ImdotnetJunkie · February 26, 2017, 5:20pm

What steps must to be performed to recover a failed node in a cluster?

warkolm · February 26, 2017, 8:37pm

You should just be able to restart it and it'll rejoin.

Though that may depend on the failure mode.

ImdotnetJunkie · February 27, 2017, 4:07am

What if

unassigned_shards: > 0
OR
initializing_shards: > 0

OR in general, Cluster health is RED or Yellow

warkolm · February 27, 2017, 4:09am

If it's initialising then just wait for everything to finish.
If they're unassigned then, it depends.

What version are you on?

ImdotnetJunkie · February 27, 2017, 4:10am

We are still on old version 1.7.5 though we are planning to upgrade.

This is our current status:

cluster_name: "abc",
status: "red",
timed_out: false,
number_of_nodes: 2,
number_of_data_nodes: 2,
active_primary_shards: 4226,
active_shards: 8452,
relocating_shards: 0,
initializing_shards: 0,
unassigned_shards: 3781,
delayed_unassigned_shards: 0,
number_of_pending_tasks: 0,
number_of_in_flight_fetch: 0

warkolm · February 27, 2017, 4:12am

That's faaaaaaar too many shards and likely to be causing your issues.
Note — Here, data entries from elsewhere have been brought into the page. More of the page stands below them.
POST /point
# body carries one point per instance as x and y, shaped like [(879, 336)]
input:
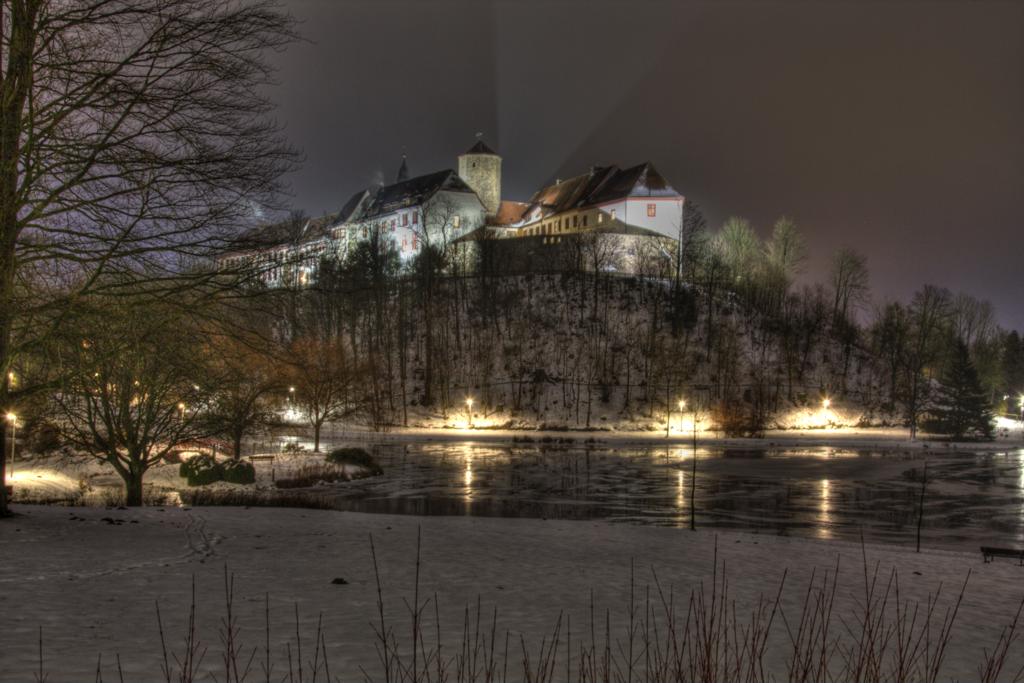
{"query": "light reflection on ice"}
[(824, 508)]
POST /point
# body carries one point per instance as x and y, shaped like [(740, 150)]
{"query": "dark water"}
[(818, 492)]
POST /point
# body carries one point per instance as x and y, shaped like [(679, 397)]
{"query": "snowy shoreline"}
[(90, 578), (847, 437)]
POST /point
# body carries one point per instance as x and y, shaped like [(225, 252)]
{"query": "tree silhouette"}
[(962, 408)]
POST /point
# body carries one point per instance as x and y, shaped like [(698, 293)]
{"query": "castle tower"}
[(480, 167)]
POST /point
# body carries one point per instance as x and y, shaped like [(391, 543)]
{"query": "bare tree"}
[(849, 283), (136, 385), (133, 133), (326, 381), (243, 380), (929, 321)]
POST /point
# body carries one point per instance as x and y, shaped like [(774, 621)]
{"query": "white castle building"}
[(446, 208)]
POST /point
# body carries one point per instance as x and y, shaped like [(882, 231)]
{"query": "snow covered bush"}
[(356, 457), (202, 470), (239, 471)]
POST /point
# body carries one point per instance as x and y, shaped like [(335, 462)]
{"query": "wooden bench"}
[(989, 553)]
ImdotnetJunkie · February 27, 2017, 4:19am

We have got around 800+ indices. How can this be resolved ?

warkolm · February 27, 2017, 4:24am

Reindex. You will need to do that to get to 5.X anyway, so it might make sense to start a 5.X cluster, then run a remote index to pull the data from that old cluster - assuming you still want it.

ImdotnetJunkie · February 27, 2017, 4:28am

Thanks @warkolm. I will get back if I have any further questions.

system · March 27, 2017, 4:28am

This topic was automatically closed 28 days after the last reply. New replies are no longer allowed.